Nevertheless, deep learning models typically require substantial amounts of data. The accuracy of deep learning-based approaches generally improves with an increase in the available training data. However, data scarcity remains a critical challenge, particularly in less developed urban areas. In some cases, collecting sufficient historical data is challenging because of high costs and data sparsity in certain locations and times. This limitation makes it difficult to build a comprehensive taxi demand dataset in many regions, hindering the performance of deep learning models ( 5 , 6 ). As a result, it is essential to develop innovative solutions that address both data scarcity and improve the prediction capabilities of prediction models with limited historical demand data.

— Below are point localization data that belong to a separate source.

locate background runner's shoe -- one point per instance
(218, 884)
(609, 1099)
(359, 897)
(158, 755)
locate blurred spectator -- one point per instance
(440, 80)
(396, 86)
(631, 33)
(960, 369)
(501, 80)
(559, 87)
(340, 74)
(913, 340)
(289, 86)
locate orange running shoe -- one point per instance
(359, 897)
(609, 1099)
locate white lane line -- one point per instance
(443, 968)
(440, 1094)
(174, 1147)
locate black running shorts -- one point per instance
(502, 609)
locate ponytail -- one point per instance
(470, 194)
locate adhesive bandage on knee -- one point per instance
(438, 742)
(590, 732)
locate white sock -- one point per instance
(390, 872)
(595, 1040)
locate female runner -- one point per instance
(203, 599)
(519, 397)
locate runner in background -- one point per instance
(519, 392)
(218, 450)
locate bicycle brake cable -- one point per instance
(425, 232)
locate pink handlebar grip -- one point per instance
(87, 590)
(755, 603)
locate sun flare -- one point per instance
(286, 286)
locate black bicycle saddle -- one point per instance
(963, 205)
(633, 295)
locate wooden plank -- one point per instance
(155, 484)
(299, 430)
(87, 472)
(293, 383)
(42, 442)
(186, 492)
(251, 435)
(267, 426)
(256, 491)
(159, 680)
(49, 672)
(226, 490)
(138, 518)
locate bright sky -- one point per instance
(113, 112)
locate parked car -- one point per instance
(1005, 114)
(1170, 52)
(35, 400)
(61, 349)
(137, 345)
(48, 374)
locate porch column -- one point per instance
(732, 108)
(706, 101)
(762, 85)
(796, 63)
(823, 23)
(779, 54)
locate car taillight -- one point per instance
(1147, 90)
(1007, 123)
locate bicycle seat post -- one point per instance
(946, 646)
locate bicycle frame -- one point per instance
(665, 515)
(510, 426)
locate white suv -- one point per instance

The rapid development of large language models (LLMs) has significantly expanded their potential applications beyond natural language processing, offering a promising approach to a wide range of spatio-temporal traffic prediction tasks ( 7 , 8 ). LLMs are deep learning models that have been trained on large, high-quality generalized datasets to capture universal patterns across diverse domains. With their powerful few-shot learning capability and proficiency in cross-modality knowledge transfer, they can be adapted to specific tasks in data-scarce scenarios with only a small amount of fine-tuning data. One key reason LLMs can be effectively applied to taxi demand prediction is the structural similarity between time-series demand data and the data on which LLMs are trained ( 5 ). Both data types can be represented as consistent vectors, enabling LLMs to process them using the same model architecture. This commonality allows LLMs to recognize patterns in sequential data, such as taxi demand fluctuations, and predict future trends.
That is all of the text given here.